Sebelum mengakhiri tulisan ini, perlu
dikemukakan bahwa Rasyad Khalifah, yang menemukan rahasia angka 19 yang
dikemukakan di atas, mendapat kesulitan ketika menemukan bahwa masing-masing
kata yang menghimpun Bismillahirrahmanirrahim, kesemuanya habis terbagi 19,
kecuali Al-Rahim. Kata Ism terulang sebanyak 19 kali, Allah sebanyak 2.698
kali, sama dengan 142 X 19, sedangkan kata Al-Rahman sebanyak 57 kali atau sama
dengan 3 X 19, dan Al-Rahim sebanyak 115 kali. Di sini, ia menemukan
kejanggalan, yang konon mengantarnya mencurigai adanya satu ayat yang
menggunakan kata rahim, yang pada hakikatnya bukan ayat Al-Quran. Ketika itu,
pandangannya tertuju kepada surah Al-Tawbah ayat 128, yang pada mulanya tidak
ditemukan oleh Zaid. Karena, sebagaimana terbaca di atas, ayat tersebut
diakhiri dengan kata rahim.
Sebenarnya, kejanggalan yang
ditemukannya akan sirna, seandainya ia menyadari bahwa kata rahim pada ayat
Al-Tawbah di atas, bukannya menunjuk kepada sifat Tuhan, tetapi sifat Nabi
Muhammad saw. Sehingga ide yang ditemukannya dapat saja benar tanpa meragukan
satu ayat dalam Al-Quran, bila dinyatakan bahwa kata rahim dalam Al-Quran yang
menunjuk sifat Allah jumlahnya 114 dan merupakan perkalian dari 6 X 19.
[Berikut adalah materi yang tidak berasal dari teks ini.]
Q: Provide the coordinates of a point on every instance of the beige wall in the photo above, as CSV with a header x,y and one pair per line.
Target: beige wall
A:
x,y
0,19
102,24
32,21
Demikianlah sekelumit pembicaraan dan
bukti-bukti yang dikemukakan para ulama dan pakar, menyangkut keotentikan
ayat-ayat Al-Quran. Terlihat bagaimana Allah menjamin terpeliharanya Kitab Suci
ini, antara lain berkat upaya kaum beriman.
Catatan kaki
1 'Abdul Halim Mahmud, Al-Tafkir Al-Falsafiy fi
Al-Islam, Dar Al-Kitab Al-Lubnaniy, Beirut, t.t., h. 50.
2 Muhammad Husain Al-Thabathabaly, Al-Qur'an fi
Al-Islam, Markaz I'lam Al-Dzikra Al-Khamisah li Intizhar Al-Tsawrah
Al-Islamiyah, Teheran, h. 175.
3 Mustafa Mahmud, Min Asrar Al-Qur'an, Dar Al-Ma'arif,
Mesir, 1981, h. 64-65.
4 'Abdul Azhim Al-Zarqaniy, Manahil Al-'Irfan i 'Ulum
Al-Qur'an, Al-Halabiy, Kairo, 1980, jilid 1, h. 250.